Many thalassemia patients are transfusion-dependent for life, starting from the age of six months. They are of short stature with facial deformities (thalassemic facies), with delayed or absent puberty. Some variants of thalassemia (like Haemoglobin Bart's hydrops foetalis) are often fatal, but fortunately they are rare in Bangladesh. Thalassemia patients need medical treatment such as regular blood transfusion to keep the haemoglobin up to the target level, screening for blood-borne infections, chelation method to minimise iron overload and endocrine complications related to iron overload, control of osteoporosis and sometimes splenectomy due to hypersplenism.
Hematopoietic stem cell transplantation (HSCT) is the only curative treatment of thalassemia at present. HSCT outcomes (more than 80 percent) are best for younger individuals who have undergone rigorous medical therapy with transfusion and iron chelation to minimise the risk of organ damage from iron toxicities. HSCT for thalassemia was pioneered in the early 1980 and results have continued to improve over time. According to a 2012 analysis, allogeneic HSCT is cost-effective compared to the standard medical treatment.
According to the Thalassemia International Federation (TIF), less than 10 percent of global thalassemia patients in developing countries can access the optimal standard of care. In 2017, it was estimated that the direct cost for treating an individual with transfusion-dependent thalassemia in Italy and Turkey would be approximately $30,000 and $15,000 annually, respectively. In Bangladesh, about $2,500 (around Tk250,000) is spent annually, much less than the developed countries, but it is mostly out-of-pocket expenditure. Thus, the management of thalassemia patients requires a significant use of public health resources (approximately Tk 12,000 crore annually).
Unfortunately, this issue is not being addressed with the appropriate attention in our public health domain. Moreover, many thalassemia patients in the country have not been diagnosed and/or appropriately treated, which clearly indicates a need to improve our community education programme as well as opportunities for genetic and prenatal counselling.
Effective diagnostic and screening programmes are essential for thalassemia prevention. Carrier detection, test for thalassemia before marriage, prenatal diagnosis of thalassemic foetus before 13 weeks of pregnancy, genetic counselling and awareness are utmost important to this end. For thalassemia prevention, Bangladesh can look into Cyprus' experience. In Cyprus, thalassemia was a serious problem, which led to the initiation of strategies for prevention and management of thalassemia in 1976. In 1979, high-risk families started to get screened for thalassemia. In 1980, premarital screening was made compulsory by law. After prenatal diagnosis started in 1984, affected birth rates saw a sharp decrease. Between 1991 and 2001, only five thalassemic babies were born.

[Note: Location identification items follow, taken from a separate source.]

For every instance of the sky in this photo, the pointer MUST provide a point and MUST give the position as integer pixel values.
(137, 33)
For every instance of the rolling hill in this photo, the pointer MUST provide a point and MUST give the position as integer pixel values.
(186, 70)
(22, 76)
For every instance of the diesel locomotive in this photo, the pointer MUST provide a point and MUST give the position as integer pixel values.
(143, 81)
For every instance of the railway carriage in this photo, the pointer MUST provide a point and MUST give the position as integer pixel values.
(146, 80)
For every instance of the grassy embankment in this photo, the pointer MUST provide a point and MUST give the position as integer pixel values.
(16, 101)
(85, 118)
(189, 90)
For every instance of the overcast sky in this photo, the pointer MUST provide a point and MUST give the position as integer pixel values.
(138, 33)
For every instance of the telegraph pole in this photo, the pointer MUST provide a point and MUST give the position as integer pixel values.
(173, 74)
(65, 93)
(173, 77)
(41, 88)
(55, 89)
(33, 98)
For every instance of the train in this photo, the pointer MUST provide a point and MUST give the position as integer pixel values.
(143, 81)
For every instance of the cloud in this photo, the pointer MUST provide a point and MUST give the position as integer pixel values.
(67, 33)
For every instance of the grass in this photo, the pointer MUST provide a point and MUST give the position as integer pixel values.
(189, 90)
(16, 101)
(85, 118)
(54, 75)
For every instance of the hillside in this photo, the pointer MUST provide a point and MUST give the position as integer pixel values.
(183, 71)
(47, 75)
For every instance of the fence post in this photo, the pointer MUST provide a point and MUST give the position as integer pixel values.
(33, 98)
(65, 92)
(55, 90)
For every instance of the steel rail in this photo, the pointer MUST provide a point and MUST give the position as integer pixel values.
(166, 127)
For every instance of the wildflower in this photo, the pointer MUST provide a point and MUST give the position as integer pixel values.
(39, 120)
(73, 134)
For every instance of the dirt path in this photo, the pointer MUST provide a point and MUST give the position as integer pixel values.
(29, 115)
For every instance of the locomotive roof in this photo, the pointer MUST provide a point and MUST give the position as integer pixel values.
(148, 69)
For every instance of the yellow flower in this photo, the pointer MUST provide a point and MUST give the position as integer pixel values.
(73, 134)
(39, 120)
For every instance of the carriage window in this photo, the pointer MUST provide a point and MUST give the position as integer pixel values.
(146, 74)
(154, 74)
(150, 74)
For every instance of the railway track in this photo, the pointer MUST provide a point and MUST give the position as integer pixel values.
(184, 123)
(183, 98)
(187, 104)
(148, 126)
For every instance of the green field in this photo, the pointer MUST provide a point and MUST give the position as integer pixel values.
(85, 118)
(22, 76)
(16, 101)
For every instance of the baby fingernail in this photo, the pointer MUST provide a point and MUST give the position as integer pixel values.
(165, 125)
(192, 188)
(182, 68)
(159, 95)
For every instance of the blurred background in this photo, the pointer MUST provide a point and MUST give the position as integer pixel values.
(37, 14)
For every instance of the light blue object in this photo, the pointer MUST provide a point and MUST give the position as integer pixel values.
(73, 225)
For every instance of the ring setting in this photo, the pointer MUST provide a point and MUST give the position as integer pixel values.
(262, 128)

There's no doubt that at present, thalassemia is a serious health problem in Bangladesh. The government should formulate a policy for the prevention and treatment of thalassemia immediately. The existing thalassemia patients' standard of care (medical and curative) should be arranged in every public hospital. Planning should be done in such a way that no thalassemia baby can be born in the next five years. The main approach for thalassemia prevention is screening. A policy will have to be in place for the screening of the high-risk group. Premarital screening should be mandated by law as well. Scope for prenatal diagnosis should be increased in all medical college hospitals.
Prof Dr MA Khan is adviser to the Thalassaemia Samity Hospital and former head and founder of the Department of Haematology and Bone Marrow Transplant Unit at Dhaka Medical College Hospital (DMCH).